- Born: Marianna Virginia Franken 2 February 1928 Amsterdam, Netherlands
- Died: 15 February 2025 (aged 97) Laren, North Holland, Netherlands
- Education: University of California, Berkeley
- Occupations: Ceramicist, potter
- Years active: 1955–2017

= Marianna Franken =

Dutch ceramicist (1928–2025)

Marianna Virginia Franken (2 February 1928 – 15 February 2025), also known as M.V. Franken, was a Dutch ceramicist and potter. She actively worked from 1955 until 2017 making ceramics.

== Life and career ==
Marianna Virginia Franken was born on 2 February 1928, in Amsterdam, Netherlands.

Between 1946 and 1955, she studied radiology at the University of California, Berkeley. While she was living in California, her brother Gerard who had also lived in California, served in the United States Army during World War II.

When she returned to Amsterdam after 1955, Franken focused her studies on ceramics with Emmy van Deventer. Franken had a ceramics studio in Amsterdam from 1958 to 1960, and afterwards she moved her studio to Hoogland in Utrecht, Netherlands.

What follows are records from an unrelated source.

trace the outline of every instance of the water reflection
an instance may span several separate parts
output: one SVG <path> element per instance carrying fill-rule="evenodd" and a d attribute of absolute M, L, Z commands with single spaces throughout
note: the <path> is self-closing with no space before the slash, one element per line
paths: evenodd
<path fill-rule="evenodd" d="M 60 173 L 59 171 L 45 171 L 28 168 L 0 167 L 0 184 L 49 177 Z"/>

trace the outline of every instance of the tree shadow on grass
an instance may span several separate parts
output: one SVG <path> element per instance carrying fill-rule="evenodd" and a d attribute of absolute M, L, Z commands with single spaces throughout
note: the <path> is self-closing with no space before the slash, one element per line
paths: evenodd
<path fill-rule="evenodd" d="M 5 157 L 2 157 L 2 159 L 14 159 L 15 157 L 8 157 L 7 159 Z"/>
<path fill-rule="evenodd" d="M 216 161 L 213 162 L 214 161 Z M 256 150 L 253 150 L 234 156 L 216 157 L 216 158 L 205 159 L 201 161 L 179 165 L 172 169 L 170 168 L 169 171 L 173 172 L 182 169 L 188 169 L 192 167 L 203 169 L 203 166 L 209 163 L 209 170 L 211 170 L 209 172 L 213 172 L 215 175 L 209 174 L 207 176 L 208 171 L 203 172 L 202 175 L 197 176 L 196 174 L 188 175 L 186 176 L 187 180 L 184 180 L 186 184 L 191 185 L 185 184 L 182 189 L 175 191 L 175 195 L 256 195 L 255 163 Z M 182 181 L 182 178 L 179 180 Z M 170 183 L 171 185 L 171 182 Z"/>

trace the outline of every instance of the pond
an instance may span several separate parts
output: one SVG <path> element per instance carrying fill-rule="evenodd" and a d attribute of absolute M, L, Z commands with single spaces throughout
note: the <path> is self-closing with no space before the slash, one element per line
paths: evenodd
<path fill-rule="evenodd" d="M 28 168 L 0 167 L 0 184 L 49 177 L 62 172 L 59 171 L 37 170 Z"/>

Franken briefly studied at the Farnham School of Art in England in 1964. She moved to Voorthuizen in Gelderland, Netherlands from 1969 to 1992, followed by a move to Blaricum in North Holland, Netherlands.

She died at the age of 97, on 15 February 2025 in the Rosa Spier Huis retirement home in Laren, North Holland, Netherlands.

Franken's ceramics are in museum collections, including at Museum Arnhem, Museum Boijmans Van Beuningen, and Centraal Museum.